Desde la película Memento, es difícil hablar de recuerdos pensando en registros, pues como dijo el protagonista, más bien son interpretaciones. En “El bosque de Coco” además, la ilusión de la niña se recrea en la posibilidad de cambiarlos y afectar así a su nueva situación, que no desvelaré en este texto. Lo que sí nombraré es el grandioso caracol que pasea por escena del que cada caracola traerá una pizca de memoria. Este es un símbolo acertado para referirse a la lentitud en el procesamiento y el rastro que dejan las vivencias en nuestra psique.
A pesar de ser un espectáculo familiar, es aconsejable siempre respetar las indicaciones de las compañías en términos de edad. Esta obra, tanto a nivel argumental como simbólico, es elaborada y precisa una atención y un silencio sagrado para disfrutar plenamente de la belleza de la música y la danza de los personajes. Dicho de otra manera: los bebés se pueden asustar o distraerse, y corremos el riesgo además de escuchar algún familiar explicando de más lo que no debería ser explicado.

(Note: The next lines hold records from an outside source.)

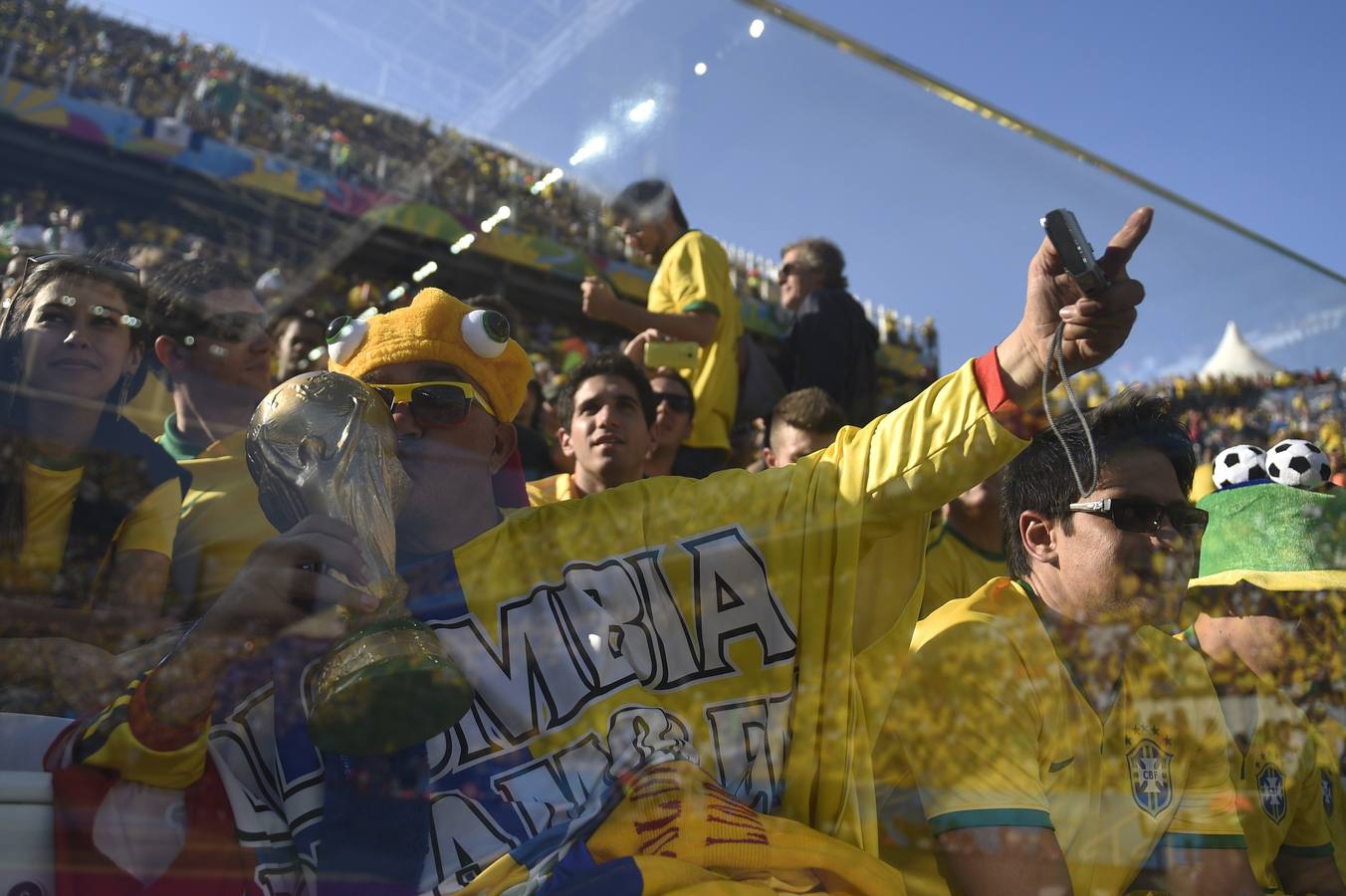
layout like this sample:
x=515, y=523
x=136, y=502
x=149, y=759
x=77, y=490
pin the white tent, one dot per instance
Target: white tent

Si algo valoro más de La buena compañía es su respeto a la infancia y al público. Es cierto que la edad, mejor dicho, las circunstancias vitales ya pasadas sirven como referente necesario para interpretar ciertas dramaturgias. Sin embargo, eso no significa que el público infantil no sea capaz de comprender y apreciar temas serios, profundos, complicados o que vayan más allá del viaje del héroe. Ya es tiempo de tratar a las nuevas generaciones como se merecen. Seguro que nos sorprenderán. Como lo hizo de hecho una pequeñaja que había en un asiento cercano que cuando Coco se relaciona con una Coco igual vestida pero con una máscara de más mayor, dijo: “Ella es su corazón”.
En este sentido, desde Uguburú, las asociación de LIJ (Literatura Infantil y Juvenil) a la que pertenezco, animamos a todas las personas escritoras a arriesgarse. Y a las producciones de espectáculos, igualmente. Desde mi humilde punto de vista, no es necesario recurrir a una voz infantilizada en la grabación, pues la forma de moverse del personaje y la propia historia son ya signos suficientemente representativos de la edad de Coco, en este caso.
Ahora que sólo puedo aplaudir cada recurso escénico. En particular, el momento de rabia, que no contaré tampoco aquí, es brutal. La suerte es que podréis verlo en la siguiente representación del 15 de enero en el Teatro Alhambra. Igualmente acertadas son las máscaras, que permiten enfocar en cada movimiento corporal y distinguir ese doble interior, que aconseja y acompaña y bien podría ser la conciencia.
Así que con todo esto, recomiendo ir a esta y a todas las producciones de La buena compañía, pues son obras de arte. Así las han definido maestras de estética que han acompañado mi formación. En particular y desde su genial sentido del humor, fue Fernando Castro, profesor mío en la Universidad Autónoma de Madrid, quien dijo que para clasificar una obra como pieza artística tenías que aceptar ponerla en tu salón (en el caso de un cuadro) y nunca, jamás, ser la misma persona antes y después de contemplarla. Mi familia y yo coincidimos en que escenas como la modificación de brazos y gestos, del enfado al abrazo, ya forman parte de nuestro catálogo de memoria de pasajes teatrales a los que referirse.